Milli Savunma Bakanlığı (MSB) ‘amiral iddiasını’ ve 'Harp Okulları ile Astsubay Yüksekokulları’na giriş şartlarını değerlendiren maddeleri birlikte ele alan bir açıklama yaptı. Amiral için “Görüntüleri her yönü ile inceliyoruz” ifadelerini kullandı. ‘Giriş için’ ise “Düzenleme daha geniş kapsamlı, güncel mevzuata uygun ve daha somut” dedi.

MSB AÇIKLAMASINDA KENDİSİ İLE ÇELİŞTİ

‘Giriş düzenlemesi’, MSB’nin iddiası gibi, ne güncel, ne mevzuata uygun, ne de somut!

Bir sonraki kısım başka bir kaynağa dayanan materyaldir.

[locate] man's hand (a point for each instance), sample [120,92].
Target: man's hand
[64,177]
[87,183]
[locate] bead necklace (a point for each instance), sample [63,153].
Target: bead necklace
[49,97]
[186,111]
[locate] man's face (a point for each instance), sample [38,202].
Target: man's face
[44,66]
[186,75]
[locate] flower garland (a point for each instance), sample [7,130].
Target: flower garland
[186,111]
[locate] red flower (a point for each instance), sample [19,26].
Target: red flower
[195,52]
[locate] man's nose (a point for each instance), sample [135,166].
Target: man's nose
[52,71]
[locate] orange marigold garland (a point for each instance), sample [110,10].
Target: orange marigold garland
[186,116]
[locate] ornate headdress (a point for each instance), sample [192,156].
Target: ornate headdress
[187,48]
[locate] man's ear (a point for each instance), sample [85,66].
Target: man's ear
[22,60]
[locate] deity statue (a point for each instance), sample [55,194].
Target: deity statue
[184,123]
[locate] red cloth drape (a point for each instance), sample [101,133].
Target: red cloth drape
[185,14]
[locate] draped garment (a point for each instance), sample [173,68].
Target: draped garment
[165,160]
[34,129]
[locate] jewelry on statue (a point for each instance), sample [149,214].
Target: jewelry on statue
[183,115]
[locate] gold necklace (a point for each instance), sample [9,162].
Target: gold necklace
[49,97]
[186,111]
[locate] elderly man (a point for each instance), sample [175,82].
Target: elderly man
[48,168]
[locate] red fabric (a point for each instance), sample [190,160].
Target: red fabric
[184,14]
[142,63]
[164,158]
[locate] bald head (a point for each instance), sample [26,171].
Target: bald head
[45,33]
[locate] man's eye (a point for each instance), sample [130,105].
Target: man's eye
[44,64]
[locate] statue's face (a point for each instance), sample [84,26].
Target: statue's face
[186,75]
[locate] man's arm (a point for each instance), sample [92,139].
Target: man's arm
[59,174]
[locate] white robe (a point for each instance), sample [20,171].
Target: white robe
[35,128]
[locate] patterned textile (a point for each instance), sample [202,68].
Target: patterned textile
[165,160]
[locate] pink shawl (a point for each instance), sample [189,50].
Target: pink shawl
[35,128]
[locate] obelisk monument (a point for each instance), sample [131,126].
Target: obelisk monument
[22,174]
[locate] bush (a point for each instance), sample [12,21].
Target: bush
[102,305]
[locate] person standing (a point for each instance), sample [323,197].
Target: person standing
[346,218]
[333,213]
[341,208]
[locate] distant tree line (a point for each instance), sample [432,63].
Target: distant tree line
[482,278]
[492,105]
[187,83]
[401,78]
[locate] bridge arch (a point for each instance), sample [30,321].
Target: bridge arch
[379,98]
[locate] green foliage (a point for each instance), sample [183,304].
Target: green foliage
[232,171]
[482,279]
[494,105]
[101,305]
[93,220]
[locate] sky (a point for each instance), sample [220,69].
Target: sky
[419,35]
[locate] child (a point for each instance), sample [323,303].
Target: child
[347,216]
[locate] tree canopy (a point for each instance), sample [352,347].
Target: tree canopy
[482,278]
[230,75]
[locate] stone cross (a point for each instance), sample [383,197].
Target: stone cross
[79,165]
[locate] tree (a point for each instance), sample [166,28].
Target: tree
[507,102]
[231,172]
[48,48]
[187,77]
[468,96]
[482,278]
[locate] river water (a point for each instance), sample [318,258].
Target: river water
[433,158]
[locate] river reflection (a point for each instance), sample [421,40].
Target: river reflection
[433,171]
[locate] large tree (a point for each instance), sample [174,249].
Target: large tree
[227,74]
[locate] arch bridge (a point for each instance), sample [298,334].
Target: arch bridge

Madde; “Amiralin görüntülerinin detaylı incelenmesi ve üzerinde duruluyor” açıklamasını da boşa düşürüyor. Daha çok ‘tevil’ niteliğinde. Çünkü aynı açıklamaya sınır ötesi operasyonları, IŞİD mücadelesi ve cemaatin tasfiyesi sürüyor ibareleri de sıkıştırılmış.

HANGİ CEMAATLERİ TASFİYE EDİYORSUNUZ?

“Hem cemaat yapılanmaları, hem de radikal örgütlere geçit yok” algısı yaratmak üzerinde çalışılmış! Bildiri, “Sadece istemediğimiz cemaatleri tasfiye ediyor, yerli ve yabancı kamuoyunu radikalizm konusunda manipüle ediyoruz” şeklinde olsa daha samimi olurdu.

Yıl 2016… 15 Temmuz Darbe Girişimi’nden hemen sonra. Menzil’in TSK içinde sofi TİMİ olduğu anlaşılıyor! Menzil’in Gülistan adlı dergisinde, ‘Bir TİM komutanının hikâyesi’ bölümünde şu ifadeler yer alıyor: “Komando taburunda personel şube müdürüydüm. Hemen bitişik binada, özel harekât birliği diğer giriş tarafında alay komutanlığı vardı. Özel harekâtta bulunan bütün rütbeliler, tevbe etmiş, sofi timi oluşmuştu.”

ORDUDA TARİKATLAR

Darbeden hemen sonra da, iktidarın hatalardan ders almadığına ve ordudaki dinci sızmaları görmezden geldiğine ilişkin bir örnek. Harp okullarında ‘Adıyamanlı olmanın ayrıcalıkları’ sır değil. Başta Menzil olmak üzere, tarikatların ordudaki etkinliği de öyle!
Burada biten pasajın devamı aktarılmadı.